Specter Shows Ignorance on SCOTUS Role

2009 May 4
by ruleoflawrestoration

Before you read this, please understand that I’m probably one of the most non-partisan people in the country.  I care very little which party Arlen Specter belongs to, for I think that both major parties are responsible for America’s rapid descent down the slippery slope of constitutional violations.

Who better, then, than the recent party-switcher, Arlen Specter, to represent America’s vast ignorance on the intended role of the justices of the Supreme Court.  In a message to Barack Obama this weekend, Specter tried to influence Obama on what type of person to appoint to replace retiring Justice Souter:

We need more people to express a woman’s point of view or a minority point of view,

Specter, as many Americans, appears not to understand that it is not the job of the Supreme Court to represent the views of certain segments of the American society.  No, that job goes to those certain segments of the American society, who are supposed to represent their own views and to influence the government as bet they can.

The job of the Supreme Court of the United States, on the other hand, is to represent the Constitution.  The Supreme Court was not constituted to do any of the following:

  • Write laws.
  • Make policy.
  • Execute laws.
  • Appropriate money.
  • Be activists.
  • Be a representative body of the population or of any special interests or partisan interests.

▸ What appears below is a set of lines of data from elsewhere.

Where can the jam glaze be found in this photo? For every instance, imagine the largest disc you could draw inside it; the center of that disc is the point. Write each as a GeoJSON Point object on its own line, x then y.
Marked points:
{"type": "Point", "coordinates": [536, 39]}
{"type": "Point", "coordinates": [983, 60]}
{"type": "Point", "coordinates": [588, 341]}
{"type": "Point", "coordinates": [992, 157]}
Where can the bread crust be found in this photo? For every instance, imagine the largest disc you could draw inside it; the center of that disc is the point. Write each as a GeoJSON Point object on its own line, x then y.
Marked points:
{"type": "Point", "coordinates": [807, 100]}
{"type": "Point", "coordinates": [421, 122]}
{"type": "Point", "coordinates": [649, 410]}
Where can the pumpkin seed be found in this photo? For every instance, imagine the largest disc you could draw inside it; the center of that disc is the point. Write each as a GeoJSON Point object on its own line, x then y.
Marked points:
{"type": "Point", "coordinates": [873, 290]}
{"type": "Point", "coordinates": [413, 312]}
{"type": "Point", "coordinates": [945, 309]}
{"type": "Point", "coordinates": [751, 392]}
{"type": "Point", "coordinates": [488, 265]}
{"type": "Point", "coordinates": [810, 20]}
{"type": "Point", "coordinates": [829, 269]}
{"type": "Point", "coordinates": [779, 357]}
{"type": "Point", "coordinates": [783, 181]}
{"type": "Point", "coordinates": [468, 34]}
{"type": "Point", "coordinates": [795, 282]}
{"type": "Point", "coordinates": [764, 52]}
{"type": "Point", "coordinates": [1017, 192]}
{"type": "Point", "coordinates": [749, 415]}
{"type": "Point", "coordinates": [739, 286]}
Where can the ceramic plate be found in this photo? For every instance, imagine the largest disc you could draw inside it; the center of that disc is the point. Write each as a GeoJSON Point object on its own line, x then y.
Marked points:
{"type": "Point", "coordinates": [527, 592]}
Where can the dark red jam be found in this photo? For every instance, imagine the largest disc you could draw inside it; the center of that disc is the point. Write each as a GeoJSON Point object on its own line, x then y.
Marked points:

Their intended role is very simple:  Keep the nation on track with the Constitution—which just happens to be the very document that established the Court in the first place!  This job does not require a personal “point of view”.  Rather, it requires critical thinking skills, objectivity, great familiarity with the Constitution, and the personal integrity to keep one’s own personal views out of the process.

Perhaps Mr. Specter doesn’t realize it, but he has implied with his statement that it is not possible to find such people to serve as Justices.  Therefore, the implication goes, we must stack the court with people from different societal segments in order to see to it that the biases of the Court are balanced.  Rather than seeking a court with an unbiased view of the law, he seeks one in which every bias has a fair shot.

This, of course, shows great ignorance of the concept of the Rule of Law.  If the Congress were apt to do its job by limiting the terms of the SCOTUS justices only to such time as during which they are in “good behavior” (Article III, Section I), then it simply wouldn’t matter what societal segments are represented on the Court.

Specter’s suggestion is a prime example of treating the symptoms and not the cause.  Until America shuns this nasty habit and engages in some rational and fundamental analysis, we will never get anywhere good.  We must return to the Rule of Law; no other paradigm will do.